I think between incompetence and malice, almost no decent reviewing takes place in India. Mostly it is the clever, collegiate 'quiz competition' kind of notices that pass off for book reviews. Media journeymen -- out of work journos, copy editors in publishing houses, peripheral academics, precious column writers -- these are the ones who are handed out books. Most of them lack the skill, the craft, the heart, the understanding of the tradition, to assess serious books. They lack the ability to inhabit the intent or ambition of a book. They praise bad books, damn good ones -- all without understanding or reason.
At best, some of the more enterprising ones trawl the Internet and acquire some jargon and some familiarity -- the quiz-master kind -- with arcane literary names.
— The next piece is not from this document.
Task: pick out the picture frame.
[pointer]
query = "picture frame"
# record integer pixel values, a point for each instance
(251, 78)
And worse, they mostly write for small backslapping coteries -- again the same kind of collegiate sensibility, strongly reflective of half-knowledge mostly acquired through a few books and having nothing to do with adult lived lives.
Tejpal is so upset at Indian reviewers that he offers us a review of his own book, The Alchemy of Desire. He writes:
It is full of the joy and vitality of passion, love, desire, ambition, lived lives of the most ordinary -- in fact, my publisher in London has described it as a book that "burns with the fullness of life." Yes, there is perhaps a melancholy strain running through it. But then life is like that -- no matter how vibrantly we construct it, there is a coda of sadness always waiting for us.
Or a soda of cadness. (Link via Uma Mahadevan-Dasgupta, a fine reviewer herself, not the kind Tejpal described.)
Postscript: A debutant novelist recently told me of how another recent novelist warned him that many Indian reviewers would trash his book "because it was a book". That is, because they hadn't written a book, they would resent anybody else who had. Sounds plausible to me.